The input identifies several key areas where AI can both benefit and pose significant risks to cultural rights and the right to development:

  • Potential Benefits of AI for Cultural Rights

    • Preservation and Sharing of Local Knowledge: AI systems can be utilized to capture and analyze local knowledge, such as traditional agricultural practices and information on local flora and fauna.

    • Low-Resourced Languages: There is a special interest in preserving certain low-resourced languages by training Large Language Models (LLMs) in community-led projects. Examples include Lelapa.ai in South Africa, which designs LLMs for various African languages, and the Traductor Rapa Nui project on Easter Island.

    • Increased Accessibility: AI can lower language barriers for underrepresented communities and increase accessibility for people with disabilities, for instance, through tools for the visually impaired or automatically generated alt texts.

    • Cultural Heritage: AI can help remove barriers posed by time or space through virtual or augmented reality tours of museums and cultural heritage sites.

  • Disproportionate Risks and Drawbacks

    • Exacerbated Digital Divide: Developing and least developed countries are heavily deprived of AI’s benefits due to inadequate infrastructure, limited resources, and severe language barriers, with most online training programs and LLMs optimized for English.

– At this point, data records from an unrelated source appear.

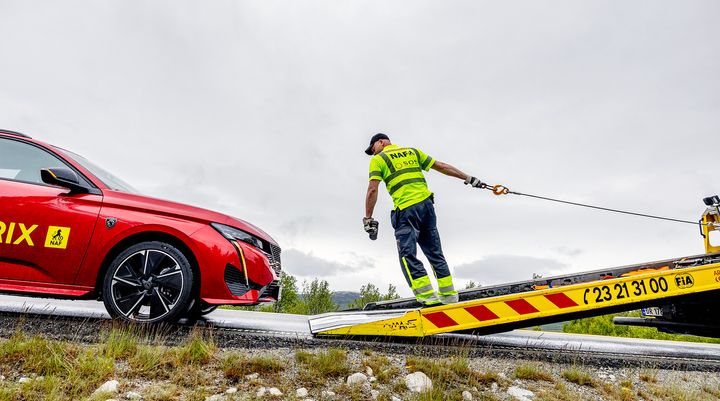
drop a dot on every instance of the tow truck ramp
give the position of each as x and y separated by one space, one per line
640 285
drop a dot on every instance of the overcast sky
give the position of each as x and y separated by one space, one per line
262 110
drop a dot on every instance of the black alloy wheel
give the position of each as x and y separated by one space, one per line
150 282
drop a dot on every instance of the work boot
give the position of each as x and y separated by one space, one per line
449 299
432 300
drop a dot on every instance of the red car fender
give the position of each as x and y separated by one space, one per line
106 239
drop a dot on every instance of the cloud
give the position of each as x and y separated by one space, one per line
496 269
567 251
307 265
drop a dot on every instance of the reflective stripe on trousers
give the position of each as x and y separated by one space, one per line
416 225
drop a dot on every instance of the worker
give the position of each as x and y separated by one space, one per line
413 218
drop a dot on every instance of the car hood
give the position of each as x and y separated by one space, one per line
179 210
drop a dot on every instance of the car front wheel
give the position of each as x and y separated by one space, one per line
150 282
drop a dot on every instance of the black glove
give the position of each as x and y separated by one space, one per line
371 227
475 182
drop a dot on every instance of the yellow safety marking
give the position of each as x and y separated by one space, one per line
545 303
25 234
57 237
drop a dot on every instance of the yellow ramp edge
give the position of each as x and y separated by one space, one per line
522 306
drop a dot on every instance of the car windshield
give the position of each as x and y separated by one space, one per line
108 179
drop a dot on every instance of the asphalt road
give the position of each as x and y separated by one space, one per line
297 327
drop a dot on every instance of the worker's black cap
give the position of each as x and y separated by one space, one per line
374 139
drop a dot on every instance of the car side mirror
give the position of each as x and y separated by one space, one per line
63 177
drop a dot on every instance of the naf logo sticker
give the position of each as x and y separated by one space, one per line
12 233
15 234
57 237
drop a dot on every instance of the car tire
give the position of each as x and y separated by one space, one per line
150 282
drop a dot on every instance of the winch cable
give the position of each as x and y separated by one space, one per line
503 190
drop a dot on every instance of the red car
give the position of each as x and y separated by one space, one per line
70 229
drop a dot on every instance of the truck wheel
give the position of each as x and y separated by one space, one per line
150 282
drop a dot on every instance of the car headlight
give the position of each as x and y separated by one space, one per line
232 234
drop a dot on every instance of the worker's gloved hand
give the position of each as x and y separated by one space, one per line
475 182
371 227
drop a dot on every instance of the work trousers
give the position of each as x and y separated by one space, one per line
417 225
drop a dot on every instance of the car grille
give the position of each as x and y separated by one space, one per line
274 258
235 281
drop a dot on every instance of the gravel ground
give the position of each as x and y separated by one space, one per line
611 378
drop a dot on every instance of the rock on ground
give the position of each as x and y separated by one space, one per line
109 386
356 379
520 394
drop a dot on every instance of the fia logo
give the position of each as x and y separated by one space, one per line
57 237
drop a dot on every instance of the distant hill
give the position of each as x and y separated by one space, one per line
344 298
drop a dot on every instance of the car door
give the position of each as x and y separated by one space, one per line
44 231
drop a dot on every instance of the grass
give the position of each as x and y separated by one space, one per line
196 369
196 350
451 373
323 365
579 377
648 376
531 371
384 371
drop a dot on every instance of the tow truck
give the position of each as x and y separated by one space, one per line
678 295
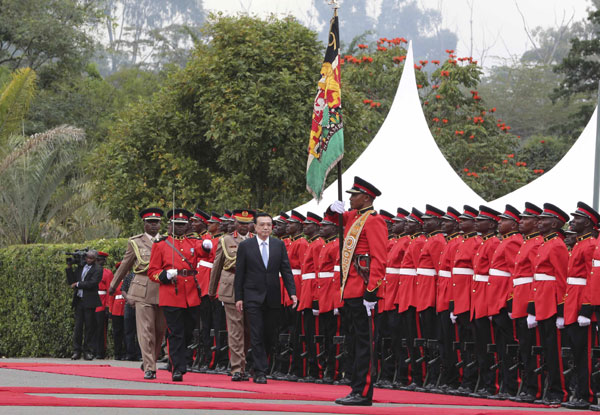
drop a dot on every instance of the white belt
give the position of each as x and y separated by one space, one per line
463 271
481 278
499 273
522 280
205 264
544 277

    • Cultural Bias and Homogenization: AI models, especially Generative AI (GenAI), are dominated by the cultural norms and aesthetics of English-speaking countries, leading to the misrepresentation, stereotyping, or failure to produce local forms of art and architecture for non-Western cultures. This perpetuates a “white default” and constitutes representative harms.

    • Appropriation and Exploitation: GenAI models are predominantly trained on vast datasets of publicly available cultural content (text, art, video) without adequate consent or compensation for rights-holders, placing the burden of protection on the creator. This is particularly severe when traditional knowledge and religious symbols of certain communities are appropriated and violated.

    • Devaluation of Creative Labour: AI risks replacing creative workers, devaluing their labour, and making creative careers economically less viable and less stable, thereby undermining the cultural right of creators to benefit from their work.

    • Algorithmic Bias and Censorship: Algorithmic bias generates systematic errors reflecting existing societal discriminations and reinforcing Western cultural frameworks, forcing minority cultures to conform to dominant technological paradigms or face digital exclusion. AI-driven content moderation systems, lacking cultural competence, disproportionately censor cultural expressions from the Global South.

    • Disproportionately Affected Groups: Independent artists, small creative businesses, and artists from marginalized or non-Western cultures face a “triple exclusion”: limited access, extensive cultural data extraction without benefit, and massive under-representation/distortion in AI systems, leading to “algorithmic erasure”.

       
  • Protecting Cultural Rights Through Regulation

    • Regulation is Necessary: Self-regulation by technology companies is fundamentally insufficient due to market concentration and the conflict between corporate interests and the public good. Binding AI regulation is deemed effective and necessary.

      • Algorithmic Impact Assessments: Requiring comprehensive evaluation of AI systems’ effects on cultural rights, involving non-technical experts.

      • Opt-in Mechanisms: Legislating for an opt-in mechanism as the default for using cultural data in commercial AI models.

      • Key Regulatory Mechanisms: A multi-layered regulatory framework, combining international treaties with diverse domestic regulations, should be implemented. Key mechanisms include:

        *Transparency Requirements: Mandating AI companies to disclose the training data sources used.

        *
        Licensing and Compensation Schemes: Establishing frameworks that require GenAI developers to negotiate licenses and implement royalty or compensation systems.